Eine im Januar nachgeschärfte Strategie war am Aktienmarkt verpufft, der Chefposten fast ein Jahr unbesetzt. Zuvor hatte bereits ein aktivistischer Aktionär versucht, die Bank-Führung aufzumischen.

Dahinter steht nun aber auch eine grundsätzliche Frage: Ist es vertretbar, dass deutsche Banken - und damit womöglich kritische Infrastruktur - mehrheitlich in die Hände von ausländischen Investoren fallen? Nach der Finanzkrise hatten sich viele gefragt, ob es nicht ein Fehler war, einige der damaligen Zombiebanken einfach bei Finanzinvestoren abzuladen.

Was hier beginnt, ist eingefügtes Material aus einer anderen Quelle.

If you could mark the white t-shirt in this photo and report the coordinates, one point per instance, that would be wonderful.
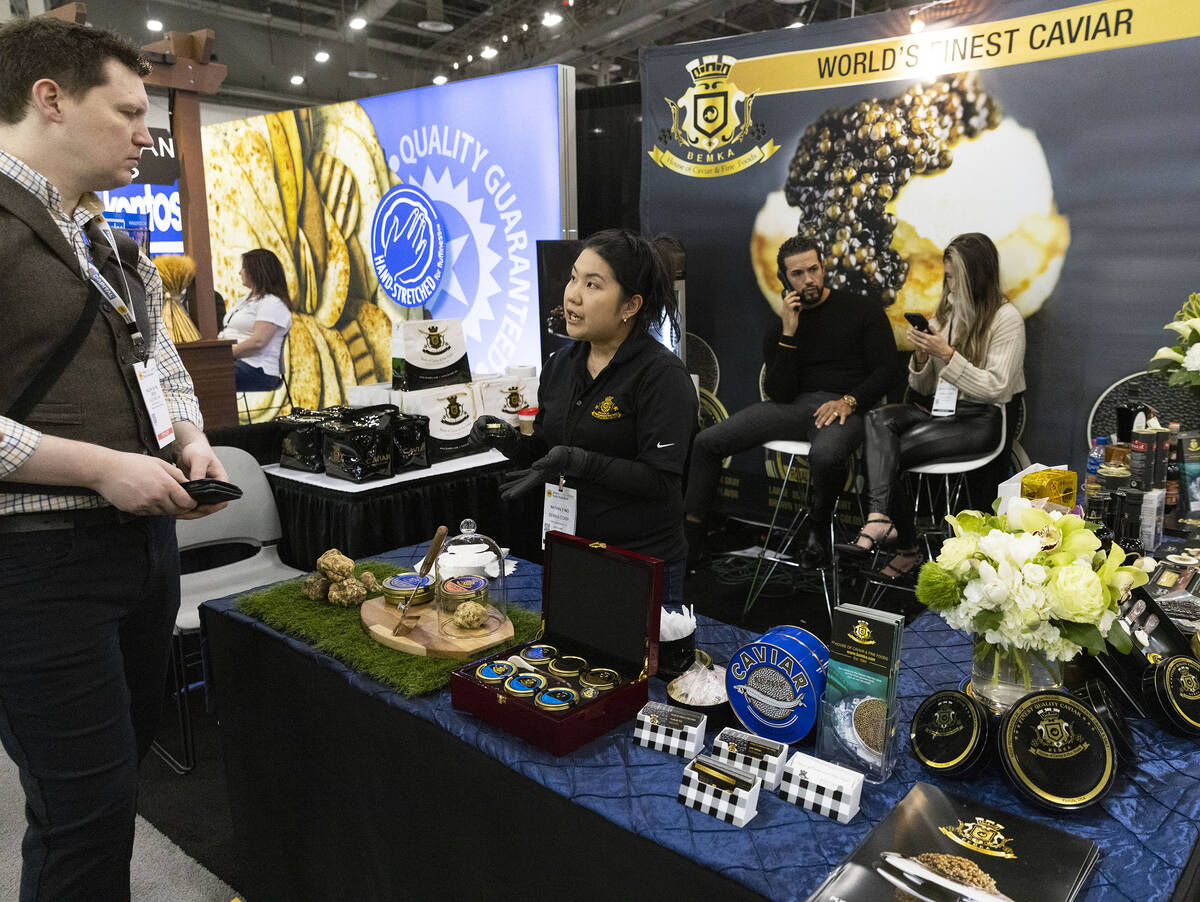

Gut in Erinnerung ist das Beispiel des US-Investors Lone Star, der vor rund sechs Jahren die Immobilienbank Düsselhyp nach diversen Problemen einfach fallen ließ und die Restrisiken der Gemeinschaft der privaten Banken abtrat. Die Finanzaufsicht Bafin, die solche Übernahmen genehmigen muss, stand dem "Modell Heuschrecke" daher lange Zeit skeptisch gegenüber, vor allem, wenn es um große Banken ging, die im Zweifel sogar von den Steuerzahlern aufgefangen werden müssten.

Andererseits ist seither einiges passiert: Die US-Beteiligungsgesellschaft Cerberus ist mit kleinen Anteilen bei der Deutschen Bank und bei der Commerzbank eingestiegen. Außerdem waren die Amerikaner an der Übernahme der kränkelnden HSH Nordbank beteiligt, die heute unter dem Namen Hamburg Commercial Bank operiert. Auch Lone Star ist zumindest als Eigentümer der Düsseldorfer IKB bislang unauffällig geblieben, und ein Konsortium rund um den Investor Apollo hat sich unlängst die Oldenburgische Landesbank geschnappt. "Die haben durchaus gezeigt, dass sie das können", sagt ein Bankenlobbyist. "Und warum sollten sie dann nicht in den deutschen Bankenmarkt investieren?"

Wie entspannt Politik und Aufsicht dabei wirklich sind, könnte sich bei der immer noch schwächelnden Commerzbank zeigen. Der Finanzinvestor Cerberus, der fünf Prozent an der Bank hält, interessiert sich laut Handelsblatt für den Kauf der Staatsbeteiligung. Der US-Investor könne sich vorstellen, die Beteiligung des Bundes nach der Bundestagswahl zu übernehmen, heißt es. Ob es stimmt? Unklar. Was aber auffällt ist, wie häufig sich Commerzbank-Vertreter und hochrangige Cerberus-Leute in den vergangenen Monaten mit dem zuständigen Staatssekretär im Bundesfinanzministerium getroffen haben.

Wie geht es nun bei der Aareal weiter? Eine Zerschlagung würde man in Wiesbaden wohl nicht goutieren, heißt es. Und gegen den Willen von Management oder Aufsicht sei in Deutschland ohnehin noch nie eine Bank übernommen worden. Vielleicht schafft Klösges dann doch noch sein geplantes 100-Tage-Programm.